Turcotte held up his right arm, signaling for everyone to halt. “Audio magnify to maximum,” he ordered the computer.
He could hear the river, like a thunderous waterfall, going by. And there was something else. The sound of metal on stone a rapid clicking noise. And it was getting louder.
“Let’s keep going,” he ordered, heading directly toward the approaching strange noise.
“The change is inevitable,” Aspasia’s Shadow said.
“Nothing is inevitable.” Duncan found that her gaze had strayed from the wooden box to the canteen.
“Your death is, if you continue to deny me what is mine,” Aspasia’s Shadow swung the canteen by the strap.
“I will not give you the Grail for a drink of water.”
“Then how about for this?” Aspasia’s Shadow held up one the stones. “This is the urim.” He knelt and gently rolled it across the floor.
Duncan scrambled to her knees and caught it between both hands. She held it up in front of her, staring into the sparkling green depths of the stone. Her mind and soul were drawn to it with more power than her body would ever desire water.
She knew better. The part of her that was free over whatever was controlling her, knew better.
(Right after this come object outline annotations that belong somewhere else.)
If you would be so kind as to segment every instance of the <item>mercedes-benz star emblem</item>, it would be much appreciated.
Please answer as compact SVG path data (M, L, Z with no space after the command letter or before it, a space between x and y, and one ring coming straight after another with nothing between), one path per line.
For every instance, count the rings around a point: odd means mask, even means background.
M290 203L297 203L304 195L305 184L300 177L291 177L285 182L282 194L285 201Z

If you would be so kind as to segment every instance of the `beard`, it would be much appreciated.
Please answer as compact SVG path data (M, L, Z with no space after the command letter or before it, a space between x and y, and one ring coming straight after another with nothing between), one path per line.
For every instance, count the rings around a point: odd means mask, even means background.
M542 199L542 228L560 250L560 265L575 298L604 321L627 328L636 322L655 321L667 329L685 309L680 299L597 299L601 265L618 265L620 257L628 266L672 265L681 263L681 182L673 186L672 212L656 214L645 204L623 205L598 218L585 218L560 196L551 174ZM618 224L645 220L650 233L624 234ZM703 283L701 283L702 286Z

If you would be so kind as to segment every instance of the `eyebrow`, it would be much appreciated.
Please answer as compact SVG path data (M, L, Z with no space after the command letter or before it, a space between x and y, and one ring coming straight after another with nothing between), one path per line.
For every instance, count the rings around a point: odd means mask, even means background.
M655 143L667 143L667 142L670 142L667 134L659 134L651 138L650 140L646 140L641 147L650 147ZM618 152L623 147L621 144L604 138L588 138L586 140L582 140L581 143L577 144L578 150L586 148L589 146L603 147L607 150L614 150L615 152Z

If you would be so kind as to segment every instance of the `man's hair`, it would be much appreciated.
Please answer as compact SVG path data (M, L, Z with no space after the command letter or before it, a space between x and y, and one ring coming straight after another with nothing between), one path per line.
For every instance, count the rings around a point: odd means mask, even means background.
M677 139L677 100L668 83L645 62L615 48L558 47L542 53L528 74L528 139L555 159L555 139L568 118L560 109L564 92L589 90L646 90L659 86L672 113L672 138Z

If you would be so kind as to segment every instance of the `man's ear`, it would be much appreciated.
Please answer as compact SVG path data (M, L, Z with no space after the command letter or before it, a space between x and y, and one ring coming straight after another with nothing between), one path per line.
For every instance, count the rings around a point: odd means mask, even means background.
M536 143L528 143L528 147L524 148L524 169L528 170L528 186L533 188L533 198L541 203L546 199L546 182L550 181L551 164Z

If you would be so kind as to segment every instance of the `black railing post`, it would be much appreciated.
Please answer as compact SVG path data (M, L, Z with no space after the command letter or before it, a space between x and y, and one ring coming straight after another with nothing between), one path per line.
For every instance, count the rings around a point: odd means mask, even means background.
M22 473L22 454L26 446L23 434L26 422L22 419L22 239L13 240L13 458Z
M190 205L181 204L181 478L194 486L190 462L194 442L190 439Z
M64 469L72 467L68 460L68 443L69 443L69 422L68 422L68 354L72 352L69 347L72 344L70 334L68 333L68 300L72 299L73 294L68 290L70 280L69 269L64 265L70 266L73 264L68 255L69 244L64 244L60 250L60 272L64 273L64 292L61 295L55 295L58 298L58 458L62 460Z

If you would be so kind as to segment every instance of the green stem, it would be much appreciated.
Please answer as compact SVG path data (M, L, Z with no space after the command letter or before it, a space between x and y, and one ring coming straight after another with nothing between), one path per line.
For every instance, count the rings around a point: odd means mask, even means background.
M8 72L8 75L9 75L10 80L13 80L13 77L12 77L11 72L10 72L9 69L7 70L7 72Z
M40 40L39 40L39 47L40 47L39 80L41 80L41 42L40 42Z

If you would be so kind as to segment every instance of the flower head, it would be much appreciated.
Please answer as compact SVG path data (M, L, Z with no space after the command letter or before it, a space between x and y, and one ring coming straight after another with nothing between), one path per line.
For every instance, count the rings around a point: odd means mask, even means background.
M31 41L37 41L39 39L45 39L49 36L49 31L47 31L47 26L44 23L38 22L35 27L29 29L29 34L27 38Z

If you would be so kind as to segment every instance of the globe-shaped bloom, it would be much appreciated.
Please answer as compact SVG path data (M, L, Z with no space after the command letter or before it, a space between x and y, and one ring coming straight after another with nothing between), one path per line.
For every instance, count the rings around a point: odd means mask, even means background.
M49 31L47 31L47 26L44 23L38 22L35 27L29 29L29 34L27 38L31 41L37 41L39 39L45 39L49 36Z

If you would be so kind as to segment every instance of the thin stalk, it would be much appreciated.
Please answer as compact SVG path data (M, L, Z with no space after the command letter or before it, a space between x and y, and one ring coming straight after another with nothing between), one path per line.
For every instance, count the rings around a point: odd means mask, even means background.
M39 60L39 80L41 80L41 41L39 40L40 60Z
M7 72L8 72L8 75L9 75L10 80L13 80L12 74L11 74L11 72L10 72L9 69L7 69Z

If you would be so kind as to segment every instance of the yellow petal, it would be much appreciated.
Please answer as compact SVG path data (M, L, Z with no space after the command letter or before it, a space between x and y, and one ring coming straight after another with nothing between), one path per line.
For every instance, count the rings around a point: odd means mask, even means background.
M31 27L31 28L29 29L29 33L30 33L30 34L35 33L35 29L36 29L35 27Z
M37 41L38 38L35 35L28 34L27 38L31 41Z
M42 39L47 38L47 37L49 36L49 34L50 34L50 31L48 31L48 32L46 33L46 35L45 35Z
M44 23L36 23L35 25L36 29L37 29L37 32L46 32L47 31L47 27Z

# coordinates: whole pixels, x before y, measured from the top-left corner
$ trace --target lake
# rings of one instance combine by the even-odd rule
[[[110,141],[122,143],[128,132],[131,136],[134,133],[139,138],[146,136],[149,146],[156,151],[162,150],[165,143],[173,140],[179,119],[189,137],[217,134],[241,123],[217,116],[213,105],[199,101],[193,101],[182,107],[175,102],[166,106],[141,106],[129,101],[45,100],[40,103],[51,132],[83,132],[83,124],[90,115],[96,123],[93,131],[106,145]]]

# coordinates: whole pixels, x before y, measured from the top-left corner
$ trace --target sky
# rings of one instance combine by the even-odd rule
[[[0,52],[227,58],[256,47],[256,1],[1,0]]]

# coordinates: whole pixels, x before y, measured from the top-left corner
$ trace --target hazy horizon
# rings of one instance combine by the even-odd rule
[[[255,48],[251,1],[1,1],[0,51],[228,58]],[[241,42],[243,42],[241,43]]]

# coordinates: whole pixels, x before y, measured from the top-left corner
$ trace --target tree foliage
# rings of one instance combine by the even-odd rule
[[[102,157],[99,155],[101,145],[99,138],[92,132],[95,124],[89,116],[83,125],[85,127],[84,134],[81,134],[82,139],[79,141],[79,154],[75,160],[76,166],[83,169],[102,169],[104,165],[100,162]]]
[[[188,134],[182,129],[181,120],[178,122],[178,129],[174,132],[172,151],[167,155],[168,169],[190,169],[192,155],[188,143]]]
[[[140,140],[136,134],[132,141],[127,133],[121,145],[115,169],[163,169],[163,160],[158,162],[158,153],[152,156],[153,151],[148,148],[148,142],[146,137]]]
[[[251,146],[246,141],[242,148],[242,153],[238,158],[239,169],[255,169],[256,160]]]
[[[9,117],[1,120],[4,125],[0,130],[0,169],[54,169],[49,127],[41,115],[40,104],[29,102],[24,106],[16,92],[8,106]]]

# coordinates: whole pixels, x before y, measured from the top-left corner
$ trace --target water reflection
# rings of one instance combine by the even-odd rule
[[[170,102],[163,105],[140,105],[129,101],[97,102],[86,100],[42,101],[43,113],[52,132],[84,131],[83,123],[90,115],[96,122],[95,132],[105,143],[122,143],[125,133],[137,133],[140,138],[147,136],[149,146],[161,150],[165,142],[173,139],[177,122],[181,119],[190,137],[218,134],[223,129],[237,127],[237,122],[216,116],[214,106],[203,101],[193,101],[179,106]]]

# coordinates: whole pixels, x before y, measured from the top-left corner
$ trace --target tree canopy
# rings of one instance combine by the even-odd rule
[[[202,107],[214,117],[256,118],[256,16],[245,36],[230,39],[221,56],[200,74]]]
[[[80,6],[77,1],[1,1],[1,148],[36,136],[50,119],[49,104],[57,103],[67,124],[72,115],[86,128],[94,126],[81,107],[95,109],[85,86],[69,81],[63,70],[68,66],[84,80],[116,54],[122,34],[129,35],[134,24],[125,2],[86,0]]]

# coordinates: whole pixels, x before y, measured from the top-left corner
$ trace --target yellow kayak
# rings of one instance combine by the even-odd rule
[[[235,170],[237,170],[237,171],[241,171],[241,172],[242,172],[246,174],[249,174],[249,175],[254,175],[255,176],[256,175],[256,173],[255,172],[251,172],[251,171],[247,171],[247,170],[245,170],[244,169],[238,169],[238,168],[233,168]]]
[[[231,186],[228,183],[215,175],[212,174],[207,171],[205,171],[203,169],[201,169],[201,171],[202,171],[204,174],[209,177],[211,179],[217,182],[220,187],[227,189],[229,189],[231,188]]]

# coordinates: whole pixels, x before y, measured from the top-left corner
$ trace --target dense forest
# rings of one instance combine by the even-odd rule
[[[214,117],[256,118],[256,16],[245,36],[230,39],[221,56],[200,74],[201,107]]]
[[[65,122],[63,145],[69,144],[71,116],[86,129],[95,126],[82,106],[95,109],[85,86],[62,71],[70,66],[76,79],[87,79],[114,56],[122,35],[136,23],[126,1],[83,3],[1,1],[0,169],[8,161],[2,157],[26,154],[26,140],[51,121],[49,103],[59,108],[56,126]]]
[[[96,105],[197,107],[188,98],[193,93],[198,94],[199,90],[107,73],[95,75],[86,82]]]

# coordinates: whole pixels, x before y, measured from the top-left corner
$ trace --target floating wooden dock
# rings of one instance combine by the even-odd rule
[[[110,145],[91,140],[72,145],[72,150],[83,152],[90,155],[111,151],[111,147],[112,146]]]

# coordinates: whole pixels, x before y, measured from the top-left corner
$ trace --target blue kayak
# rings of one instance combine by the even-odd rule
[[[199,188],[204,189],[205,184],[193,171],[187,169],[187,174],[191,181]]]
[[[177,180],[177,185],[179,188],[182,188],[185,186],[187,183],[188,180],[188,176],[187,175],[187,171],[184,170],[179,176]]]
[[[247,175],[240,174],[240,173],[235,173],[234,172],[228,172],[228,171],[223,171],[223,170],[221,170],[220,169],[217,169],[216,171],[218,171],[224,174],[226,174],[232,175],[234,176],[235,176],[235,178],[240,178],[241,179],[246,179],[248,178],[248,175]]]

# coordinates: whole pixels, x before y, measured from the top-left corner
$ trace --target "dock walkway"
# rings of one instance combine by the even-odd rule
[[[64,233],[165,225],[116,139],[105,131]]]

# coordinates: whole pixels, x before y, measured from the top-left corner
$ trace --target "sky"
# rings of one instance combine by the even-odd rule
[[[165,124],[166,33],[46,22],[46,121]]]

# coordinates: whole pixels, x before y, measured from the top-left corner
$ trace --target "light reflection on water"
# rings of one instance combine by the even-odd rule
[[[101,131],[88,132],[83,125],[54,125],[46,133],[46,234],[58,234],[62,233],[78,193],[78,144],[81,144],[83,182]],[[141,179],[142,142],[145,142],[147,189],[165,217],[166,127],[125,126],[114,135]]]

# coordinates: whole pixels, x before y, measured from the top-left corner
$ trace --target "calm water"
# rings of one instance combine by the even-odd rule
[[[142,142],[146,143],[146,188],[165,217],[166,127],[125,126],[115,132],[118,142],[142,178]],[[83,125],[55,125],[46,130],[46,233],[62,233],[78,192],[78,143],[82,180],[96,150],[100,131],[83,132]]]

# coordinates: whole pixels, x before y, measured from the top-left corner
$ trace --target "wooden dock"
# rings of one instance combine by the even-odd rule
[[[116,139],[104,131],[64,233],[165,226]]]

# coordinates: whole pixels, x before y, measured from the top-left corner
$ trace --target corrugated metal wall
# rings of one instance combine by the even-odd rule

Still, her hands cradled the stone and she felt whatever resolve she had weakening.
Turcotte stopped, signaling for the others to do the same. He’d stepped down the audio feed by stages, yet the clicking noise grew louder until he had no doubt the source was very close. He peered at the screen just in front of his face. He lifted his left arm, the MK 98 held level, just above the surface of the water.
“Aiming,” he ordered the computer. A reticule appeared on the screen. As he moved the MK 98, the reticule followed wherever the muzzle was aimed, unless he went too far and it went off screen.
The noise ceased. For several seconds Turcotte stood perfectly still, waiting, the team deployed behind him. He took a step forward. Then another.
After four steps the noise came again, not closer, but retreating at the same rate Turcotte advanced.
“Cover me from the right,” Turcotte ordered Graves, as he went back to checking the top of the tunnel every other step. The water rushing around his legs and waist was barely noticeable as he continued down. Whatever was making the noise continued to back up until Turcotte suddenly stopped.
The screen showed a circular opening about four feet wide in the roof. He turned as the members of the team gathered round. “We’re going up.”
Graves stepped forward. “Are we coming back out this same way?”
Turcotte pointed in the direction the noise had come from. “That way should also go to the Nile and you’re with the current. Either way. If we go back the same way we came in, we can always go downstream in the Nile itself to the pickup zone.”